Spacewalk-18: A Benchmark for Multimodal and Long-form Procedural Video Understanding in Novel Domains
- Clone this repository
git clone https://github.com/brown-palm/Spacewalk-18-benchmark.git
cd Spacewalk-18-benchmark
- Download videos
cd data
python download_videos.py
The videos are downloaded into data/videos
. There are in total 18 videos and each one is the recording of a spacewalk mission. All the videos are at 29.97 FPS
with frame size 720 x 1280
.
The transcripts of the videos are in data/transcripts
. They contain the global start and end times of each sentence in seconds. Please use encoding='cp1252'
when reading them.
At the beginning of each video, an animation demonstrates the mission to be done by the astronauts. Based off the animation, the mission is devided into dozens of steps, which are listed in data/steps.json
.
Field Name | Description |
---|---|
index | The index of the step in the corresponding spacewalk mission. Step 0 stands for ``Irrelevant'' label. |
caption | The caption of the step, which is a phrase or a short sentence. |
transcript | The transcript of the animation clip of the step. It includes all the sentences intersecting with the time interval [animation_start, animation_end] . |
animation_start | The global start time of the animation clip of the step in seconds. |
animation_end | The global end time of the animation clip of the step in seconds. |
We annotate the spacewalk recordings by segmenting them into the steps.

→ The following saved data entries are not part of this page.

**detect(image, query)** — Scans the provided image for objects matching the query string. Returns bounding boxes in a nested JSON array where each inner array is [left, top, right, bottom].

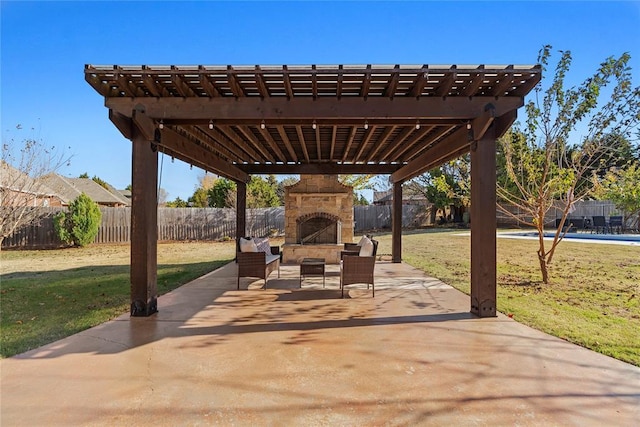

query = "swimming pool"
[[498, 231, 640, 246]]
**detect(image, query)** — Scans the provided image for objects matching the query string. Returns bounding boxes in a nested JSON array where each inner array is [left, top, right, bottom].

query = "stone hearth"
[[282, 175, 353, 264]]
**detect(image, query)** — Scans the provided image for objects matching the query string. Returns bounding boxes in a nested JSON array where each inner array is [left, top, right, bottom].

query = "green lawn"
[[1, 242, 235, 357], [2, 233, 639, 366], [373, 229, 640, 366]]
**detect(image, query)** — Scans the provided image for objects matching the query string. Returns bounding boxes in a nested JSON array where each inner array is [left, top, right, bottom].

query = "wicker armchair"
[[340, 243, 361, 260], [340, 239, 378, 298], [340, 236, 371, 260]]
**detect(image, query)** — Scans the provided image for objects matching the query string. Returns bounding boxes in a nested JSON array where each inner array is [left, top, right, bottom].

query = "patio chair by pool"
[[609, 216, 623, 234], [592, 216, 608, 234], [340, 238, 378, 298], [556, 218, 582, 233]]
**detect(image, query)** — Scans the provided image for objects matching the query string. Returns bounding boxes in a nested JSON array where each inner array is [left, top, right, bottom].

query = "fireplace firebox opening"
[[297, 213, 342, 245]]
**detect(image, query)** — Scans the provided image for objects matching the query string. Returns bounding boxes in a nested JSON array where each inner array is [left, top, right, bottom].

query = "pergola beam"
[[109, 110, 133, 140], [390, 102, 503, 183], [159, 127, 249, 182], [204, 125, 261, 163], [234, 125, 276, 163], [390, 127, 469, 183], [295, 126, 310, 163], [237, 163, 402, 175], [106, 97, 524, 122]]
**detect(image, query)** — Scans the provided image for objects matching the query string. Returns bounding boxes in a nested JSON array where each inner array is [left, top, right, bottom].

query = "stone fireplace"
[[282, 175, 354, 264]]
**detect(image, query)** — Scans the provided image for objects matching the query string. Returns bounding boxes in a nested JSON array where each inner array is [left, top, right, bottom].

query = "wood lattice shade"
[[86, 64, 541, 183]]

The annotations are in data/annotation.json
. Note that one step may occur multiple times and the steps may appear interwoven, because there are two astronauts working in parallel in a mission.
Field Name | Description |
---|---|
video_start | The global start time of the segment in seconds. |
video_end | The global end time of the segment in seconds. |
frame_start | The global start frame index of the segment. |
frame_end | The global end frame index of the segment. |
label | The step index that the segment belongs to. -1 indicates unavailable. |
We have two tasks on Spacewalk-18 benchmark - step recognition and video question answering. The training, validation, and test video splits are listed in tasks/split.json
. The step recognition task includes all three splits while the video question answering is for test purpose only.

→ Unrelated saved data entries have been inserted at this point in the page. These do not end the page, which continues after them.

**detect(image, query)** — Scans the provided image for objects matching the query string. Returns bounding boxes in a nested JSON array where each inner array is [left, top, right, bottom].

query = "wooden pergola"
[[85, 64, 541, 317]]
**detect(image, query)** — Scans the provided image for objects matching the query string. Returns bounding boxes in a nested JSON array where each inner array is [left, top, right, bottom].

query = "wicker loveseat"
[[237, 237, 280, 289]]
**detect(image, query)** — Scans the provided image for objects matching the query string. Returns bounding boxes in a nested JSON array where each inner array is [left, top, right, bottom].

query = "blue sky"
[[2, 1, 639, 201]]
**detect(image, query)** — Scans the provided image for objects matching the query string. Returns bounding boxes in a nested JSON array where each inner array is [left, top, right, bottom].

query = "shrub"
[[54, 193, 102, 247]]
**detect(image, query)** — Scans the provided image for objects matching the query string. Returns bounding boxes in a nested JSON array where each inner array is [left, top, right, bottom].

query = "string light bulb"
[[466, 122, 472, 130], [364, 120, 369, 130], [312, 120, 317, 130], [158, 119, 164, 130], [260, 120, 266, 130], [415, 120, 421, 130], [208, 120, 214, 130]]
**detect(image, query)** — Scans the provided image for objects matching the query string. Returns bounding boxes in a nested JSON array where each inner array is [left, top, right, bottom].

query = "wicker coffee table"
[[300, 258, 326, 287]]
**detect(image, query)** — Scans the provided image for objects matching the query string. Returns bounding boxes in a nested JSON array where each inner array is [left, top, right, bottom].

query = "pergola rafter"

Given a query timestamp tasks/step_recognition/*.json
. We show in construct_samples.ipynb
how they are constructed. You may use it to generate more training samples if they benefit your method. Moreover, we encourage you to go beyond these samples and fully use the training set videos to develop your model.
Field Name | Description |
---|---|
timestamp | The timestamp sampled as query timestamp |
frame_index | The frame index of the query timestamp. |
label | The ground truth label of the sample. |
id | A unique ID of the sample. |
Our tasks enables model evaluation under varying temporal context window lengths construct_context_window.ipynb
.
We use accuracy, mAP, and IoU to evaluate the performance on the step recognition task. The code is in evaluation.py
. To use it, please organize your predictions in a JSON file in the following format:
{
"03152022": [
{
"prediction": 1,
"score": [0.4, 0.8, ..., 0.2]
},
{
"prediction": 0,
"score": [0.9, 0.3, ..., 0.6]
},
... ...
],
"11152022": [
... ...
]
}
The prediction
is a predicted label used to compute accuracy. score
is a list of scores for each category used to compute mAP. The length of score
should be the same as the number of categories in the corresponding video. If your method does not provide category scores, you can omit score
in your file.
You can use --gt
to specify the ground truth file and --pred
to specify your prediction file. For example, to evaluate your predictions on the test set, run
python evaluation.py \
--gt test.json \
--pred YOUR_PREDICTION_FILE.json
The video question answering task includes 376 hour-long multi-choice questions. The videos are one-hour segments of the spacewalk recordings. The questions are available in tasks/question_answering/test.json
. While only a test set is provided, you are encouraged to leverage the videos in the training set to adapt your models to the spacewalk domain.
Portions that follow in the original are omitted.